2013年06月14日

夢の続き

フィリップ・ジャンティの「動かぬ旅人」を見てきました。

FG_01.jpg


「人生の意味を探る、4つの不思議な夢の風景をめぐる旅」

@
幕開け、舞台一面を覆う青い布、海の音。
段ボールの船の底から次々と現れる人々。
に包まれた顔。
吹きつける紙。
抜ける腕。
小人。

やがて嵐が船を揺さぶる。
うねる波。
船から落ちる人。

箱の中の赤ん坊たち。
「パパ?」の


A
海の深い青布が一気に舞台奥へ消えると、そこは荒野。
ラジコンカーが行く。
月探査のよう。
ラジコンカーが消えると、火山が噴火するように表れる人々。
歌とともに子供が生まれる、というか、子供が量産される。
工業的な仕掛け。
落下傘が降って来る。
生命さえも工業化された世界の狂気とグロテスク。

再び布で覆い尽くされる舞台。
赤い照明。
まるで火山のマグマ、または内臓の動き。
そうか、マグマは地球の内臓なのか?
生命の生々しい、ある意味、気持ちの悪い手触り。


B
一変。
ピンクの照明、ホリゾンには緑。
なんとも幻想的な色。
掲げられる花輪。
男と女。
裸身。
祝祭の空気。
人が生まれ、成長し、恋をして、また子供が生まれる。
布が人々を飲み込んで、大きくうねる。


C
一気に舞台奥に消えると、風の音。
夜明けの明かり。
詠唱。
一団となって走るマイム。
かと思えば、一列になって倒れる人々。
抱えられ、チェロのように弾かれ、歌う女。
ひとり、またひとりと倒れては、紙にくるまれる。
葬儀のよう。
あれ?こんなにダンサーがいたっけか?
と思ったら、紙にくるまれてた人がスルリと紙から抜け出して、ダンサーの中に戻ってた。
驚き!
紙の中はもぬけの殻。
踏みつぶしていくダンサーたち。

不思議な紙。
立ちあがる紙。
顔に押し付けると、そのままの形に残る紙。
紙で遊ぶ。
紙を踏んだまま、列になって踊る。

いつの間にか、人形が人々の真ん中に現れる。
グロテスクな姿。
ビッチ!とののしられ、顔や体をむしりとられると、中からサラリーマンの姿が現れる。
走る。
走るのに疲れた頃、もうひとりの自分(裸の)に出会う。
サラリーマンはもうひとりの自分の背にまたがり、もうひとりの自分を走らせる。
倒れる自分を捨てるサラリーマン。
やがて、サラリーマンの腕がなくなり(幕開きのシーンを思い出す)、新しく生やす。
足もなくなり、新しく生やす。
最後には顔だけになった、不気味な姿になる。
まるでバイオハザードのアンデッドのような。
何かと戦っているのか?
苦しい。

舞台袖から風が吹いて来て、すべては飛ばされていく。

暗闇に響く、子供の声。
「パパ?」




「登場人物たちは、さまざまな困難に満ちた4つの不思議な夢の風景の中を旅して、
 人生の意味を探る。
 コミカルであると同時に恐怖に満ちたこの舞台で、
 フィリップは人間の持つ心の奥底の暗い面に目を向けている。
 幻想と妄想、狂気と歓喜。
 視覚的な衝撃とともに、観る者の心の奥の深いところをえぐってくる。
 楽しいだけ、おもしろいだけの舞台ではなく、
 観た人の心に大きな波紋を呼び起こす作品なのだ。
 フィリップが舞台上に具現化する人間の無意識。
 「観客に向けて無意識の扉を開きたい」というフィリップからのメッセージを、
 あなたはどう受け止めるだろうか。
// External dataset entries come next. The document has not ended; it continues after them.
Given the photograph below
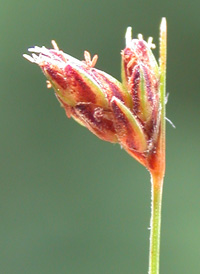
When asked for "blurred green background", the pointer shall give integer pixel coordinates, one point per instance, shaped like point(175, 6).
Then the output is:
point(70, 203)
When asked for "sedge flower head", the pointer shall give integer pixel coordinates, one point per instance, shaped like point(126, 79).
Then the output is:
point(127, 112)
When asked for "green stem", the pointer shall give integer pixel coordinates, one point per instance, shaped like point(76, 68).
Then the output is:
point(156, 202)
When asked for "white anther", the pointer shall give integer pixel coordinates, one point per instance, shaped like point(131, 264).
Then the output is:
point(128, 37)
point(150, 43)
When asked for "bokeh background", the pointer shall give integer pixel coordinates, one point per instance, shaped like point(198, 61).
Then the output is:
point(70, 203)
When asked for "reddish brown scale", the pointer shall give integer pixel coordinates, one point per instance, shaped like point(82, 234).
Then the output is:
point(110, 88)
point(55, 74)
point(78, 86)
point(101, 125)
point(148, 83)
point(68, 109)
point(123, 128)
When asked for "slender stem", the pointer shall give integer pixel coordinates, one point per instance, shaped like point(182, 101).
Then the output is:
point(156, 202)
point(157, 175)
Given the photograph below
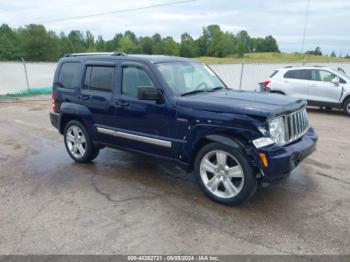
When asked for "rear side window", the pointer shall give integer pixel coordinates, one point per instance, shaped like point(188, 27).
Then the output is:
point(298, 74)
point(132, 78)
point(274, 73)
point(68, 74)
point(99, 78)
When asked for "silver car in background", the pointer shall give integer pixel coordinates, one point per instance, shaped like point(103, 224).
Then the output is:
point(320, 86)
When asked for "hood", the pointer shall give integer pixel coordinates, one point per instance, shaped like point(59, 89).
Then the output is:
point(242, 102)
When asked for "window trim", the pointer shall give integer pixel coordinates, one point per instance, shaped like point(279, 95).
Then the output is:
point(99, 64)
point(290, 70)
point(59, 84)
point(138, 66)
」


マグマのような真っ赤な布のうごめきを見た時、
ああ、内臓のようだと思った。
そして、次に男と女が出会うシーンを見て、
内臓は子宮だったのか、とも思った。
彼らは生まれる前に人生を体験しているのだろうか。
そして、荒野での葬儀。
人という生き物の一生はこんなふうに終わる。
不気味な人形。
もし別の宇宙からやってきた人が観たら、現代に生きている人間って、
こんなふうにグロテスクに見えるのかもしれないな、とか。

照明や布を使った視覚的な効果、手品みたいな仕掛け、あやつり人形。
印象的・絵画的な舞台は、あれ、これって何々みたいだな…と思った瞬間から、
自分の中でいろいろな意味を見出して、
勝手につなげて、ひとつの物語を作ってしまう。

無意識へのアクセス、
というより、観ている人の数だけ物語が生まれる舞台作品、
そんな感じ。


動かない旅人は、旅をしていると言えるんだろうか?
どこを旅しているんだろうか?
無意識の中、夢の中を旅しているんだとしたら、
旅の続きは夢の続きなんだろうか?


posted by ゆきお at 02:42| Comment(2) | 日記 | このブログの読者になる | 更新情報をチェックする
この記事へのコメント
あまりに幻想的かつ抽象的で、本当にこれは侑生さんの目の前で現実に繰り広げられた光景なのかと思うほど。
でも動画を見ると正におっしゃるような非現実的な幻想風景が繰り広げられていたのですね。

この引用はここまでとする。